Thursday, February 10, 2022

'Beginning to Smell Gamey'

 “I have always found the atmosphere of Twelfth Night a bit whiffy.” 

That hasn’t been my experience. I think of Twelfth Night as second- or third-tier Shakespeare, enjoyable, often linguistically interesting, occasionally amusing but a universe away from Lear. The judgment above is Auden’s in “Music in Shakespeare” (The Dyer’s Hand, 1962). In his Lectures on Shakespeare (2000), Auden writes: “The society in Twelfth Night is beginning to smell gamey.”

 

Auden seems fixated on stink. The OED tells us whiffy means “having an unpleasant smell” and cites Auden’s usage, as well as Melville’s in Mardi: “A pithy, whiffy sentence or two.” Think of our synonyms for foul-smelling: stinky, mephitic, funky, malodorous, reeking, rank, smelly, fetid, frowsty.
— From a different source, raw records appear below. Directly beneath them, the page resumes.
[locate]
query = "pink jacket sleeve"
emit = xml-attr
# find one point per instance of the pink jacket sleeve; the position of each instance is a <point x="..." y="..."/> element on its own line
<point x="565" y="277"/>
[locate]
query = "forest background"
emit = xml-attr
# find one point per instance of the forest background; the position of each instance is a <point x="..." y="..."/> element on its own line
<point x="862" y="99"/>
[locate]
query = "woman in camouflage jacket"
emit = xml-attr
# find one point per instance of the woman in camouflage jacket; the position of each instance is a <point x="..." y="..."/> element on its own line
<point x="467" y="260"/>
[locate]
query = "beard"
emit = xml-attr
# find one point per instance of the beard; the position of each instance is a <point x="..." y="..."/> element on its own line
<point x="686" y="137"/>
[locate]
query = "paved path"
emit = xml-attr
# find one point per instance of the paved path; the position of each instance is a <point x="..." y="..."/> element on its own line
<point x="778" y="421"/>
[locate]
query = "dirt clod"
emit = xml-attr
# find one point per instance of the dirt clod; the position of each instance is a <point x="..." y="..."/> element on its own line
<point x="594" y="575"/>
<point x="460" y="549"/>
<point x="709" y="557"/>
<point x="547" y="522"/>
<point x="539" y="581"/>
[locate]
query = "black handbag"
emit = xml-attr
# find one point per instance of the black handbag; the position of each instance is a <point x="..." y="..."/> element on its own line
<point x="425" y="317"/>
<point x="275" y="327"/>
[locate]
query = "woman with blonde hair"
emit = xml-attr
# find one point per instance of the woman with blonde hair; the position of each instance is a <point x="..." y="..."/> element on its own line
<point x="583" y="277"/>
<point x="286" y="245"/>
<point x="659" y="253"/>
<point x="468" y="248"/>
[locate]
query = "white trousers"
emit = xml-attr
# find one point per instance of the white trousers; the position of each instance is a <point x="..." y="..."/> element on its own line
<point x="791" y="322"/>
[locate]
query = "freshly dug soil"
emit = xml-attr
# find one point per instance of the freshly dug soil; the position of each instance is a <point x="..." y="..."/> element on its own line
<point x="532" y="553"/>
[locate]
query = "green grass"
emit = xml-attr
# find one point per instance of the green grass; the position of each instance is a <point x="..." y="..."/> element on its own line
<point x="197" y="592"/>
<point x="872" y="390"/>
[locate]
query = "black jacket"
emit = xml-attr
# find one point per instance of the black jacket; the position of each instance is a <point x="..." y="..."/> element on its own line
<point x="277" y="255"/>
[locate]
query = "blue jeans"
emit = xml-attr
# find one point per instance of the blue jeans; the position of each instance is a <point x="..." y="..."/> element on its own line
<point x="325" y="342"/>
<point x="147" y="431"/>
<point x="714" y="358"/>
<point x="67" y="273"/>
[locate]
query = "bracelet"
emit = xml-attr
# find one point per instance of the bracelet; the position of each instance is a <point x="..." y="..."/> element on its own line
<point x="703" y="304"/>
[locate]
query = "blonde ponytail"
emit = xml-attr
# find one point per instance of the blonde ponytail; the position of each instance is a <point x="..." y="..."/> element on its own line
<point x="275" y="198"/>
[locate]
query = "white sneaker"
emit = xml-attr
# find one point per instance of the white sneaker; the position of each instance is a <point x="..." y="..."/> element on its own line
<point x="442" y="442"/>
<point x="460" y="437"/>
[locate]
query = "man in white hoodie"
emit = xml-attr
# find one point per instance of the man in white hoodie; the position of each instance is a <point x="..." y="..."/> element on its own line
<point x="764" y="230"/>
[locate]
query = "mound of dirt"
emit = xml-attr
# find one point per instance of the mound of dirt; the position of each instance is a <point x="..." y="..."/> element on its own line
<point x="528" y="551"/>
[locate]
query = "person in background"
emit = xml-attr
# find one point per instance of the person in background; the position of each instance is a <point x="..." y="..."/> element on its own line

Odoriferous originally meant pleasant-smelling but has evolved to mean “strong-smelling; odorous.”

 

More than thirty years ago I wrote a newspaper feature story about jobs in which workers had to deal with foul odors, including garbage collectors. This was before emptying trash bins had been automated. I rode midsummer on the back of a truck with the crew and noticed that a steady stream of fluid leaked from under the compactor compartment at the rear onto the pavement. In my story I described it as “noisome brown juice,” and the copy editor loved that.

    

Joyce in Ulysses reminds us of the interrelatedness of taste and smell: “Mr Leopold Bloom ate with relish the inner organs of beasts and fowls. He liked thick giblet soup, nutty gizzards, a stuffed roast heart, liverslices fried with crustcrumbs, fried hencods’ roes. Most of all he liked grilled mutton kidneys which gave to his palate a fine tang of faintly scented urine.”

 

Yiddish, predictably, has the most evocative adjective for a bad smell: farshtunken. And I see there's even a Farshtunken Sandwich: three kinds of herring and raw red onion on a buttered bagel.